Makanan Bergizi Gratis, Mestinya Tidak Basi dan Bebas Bakteri

Ini semua menunjukkan betapa minimnya pemahaman soal keamanan pangan, yang dinilai Kepala Badan Gizi Nasional kasus kejadian keracunan masih 0.5%, padahal Cianjur sudah menetapkan sebagai Kejadian Luar Biasa (KLB).
Ribuan relawan Satuan Pelayanan Pemenuhan Gizi (SPPG) di Jakarta, Serang, Cirebon, Sumedang dan Tasikmalaya akhirnya mendapat pelatihan pada Sabtu 26 April 2025 yang diselenggarakan BGN dengan ahli gizi dari Dinas Kesehatan dan melibatkan BPOM.
Menjadi tanda tanya besar, mengapa pelatihan-pelatihan ini diadakan setelah adanya kejadian – bukannya justru merupakan persiapan sebelum SPPG beroperasi, jauh sebelum dimulai MBG pada 6 Januari 2025.
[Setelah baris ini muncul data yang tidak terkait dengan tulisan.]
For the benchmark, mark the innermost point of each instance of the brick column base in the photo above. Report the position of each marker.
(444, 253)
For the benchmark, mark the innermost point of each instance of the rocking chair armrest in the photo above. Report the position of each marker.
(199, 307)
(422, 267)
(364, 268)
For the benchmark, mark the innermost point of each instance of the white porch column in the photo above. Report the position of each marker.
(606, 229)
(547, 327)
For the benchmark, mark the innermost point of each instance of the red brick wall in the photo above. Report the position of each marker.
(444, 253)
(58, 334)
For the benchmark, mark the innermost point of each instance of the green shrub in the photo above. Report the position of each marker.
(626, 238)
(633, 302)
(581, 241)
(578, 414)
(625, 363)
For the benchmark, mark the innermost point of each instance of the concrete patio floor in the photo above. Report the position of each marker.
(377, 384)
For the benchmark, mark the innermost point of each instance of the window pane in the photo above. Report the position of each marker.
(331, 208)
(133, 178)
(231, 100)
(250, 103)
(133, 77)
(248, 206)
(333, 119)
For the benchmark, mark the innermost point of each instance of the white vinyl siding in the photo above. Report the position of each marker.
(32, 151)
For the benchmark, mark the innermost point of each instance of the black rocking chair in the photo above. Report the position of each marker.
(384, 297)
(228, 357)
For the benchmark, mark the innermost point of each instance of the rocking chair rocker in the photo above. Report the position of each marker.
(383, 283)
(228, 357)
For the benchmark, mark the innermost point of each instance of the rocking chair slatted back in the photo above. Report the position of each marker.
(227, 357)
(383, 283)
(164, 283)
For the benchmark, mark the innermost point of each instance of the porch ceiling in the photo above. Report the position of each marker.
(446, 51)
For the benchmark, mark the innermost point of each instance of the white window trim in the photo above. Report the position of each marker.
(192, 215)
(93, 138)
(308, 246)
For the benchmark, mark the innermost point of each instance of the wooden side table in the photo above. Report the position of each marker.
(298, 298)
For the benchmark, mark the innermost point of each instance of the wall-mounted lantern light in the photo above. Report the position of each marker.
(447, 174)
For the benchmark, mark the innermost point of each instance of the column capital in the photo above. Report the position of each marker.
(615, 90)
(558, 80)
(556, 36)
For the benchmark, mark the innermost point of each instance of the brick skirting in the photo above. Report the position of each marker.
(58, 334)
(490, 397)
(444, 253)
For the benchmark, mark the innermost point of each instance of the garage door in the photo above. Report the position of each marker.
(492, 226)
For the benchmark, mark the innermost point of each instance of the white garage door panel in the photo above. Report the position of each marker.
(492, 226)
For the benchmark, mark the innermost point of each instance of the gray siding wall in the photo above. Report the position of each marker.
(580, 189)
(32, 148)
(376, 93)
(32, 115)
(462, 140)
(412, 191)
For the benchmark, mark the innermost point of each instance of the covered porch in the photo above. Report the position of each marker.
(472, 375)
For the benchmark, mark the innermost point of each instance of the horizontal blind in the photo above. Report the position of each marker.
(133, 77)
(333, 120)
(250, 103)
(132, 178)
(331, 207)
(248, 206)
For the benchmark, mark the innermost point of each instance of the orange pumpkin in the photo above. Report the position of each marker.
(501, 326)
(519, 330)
Carut marut tata kelola yang semakin memperjelas terburu-burunya pelaksanaan MBG, sehingga mengaburkan tujuan semula, yaitu mengentaskan kelaparan – memperbaiki status gizi yang dibuktikan dengan pemeriksaan antropometri – hingga tujuan akhir jangka panjang: peningkatan kualitas sumber daya manusia yang ditandai dengan naiknya taraf kecerdasan, pendapatan per kapita serta taraf hidup lebih baik.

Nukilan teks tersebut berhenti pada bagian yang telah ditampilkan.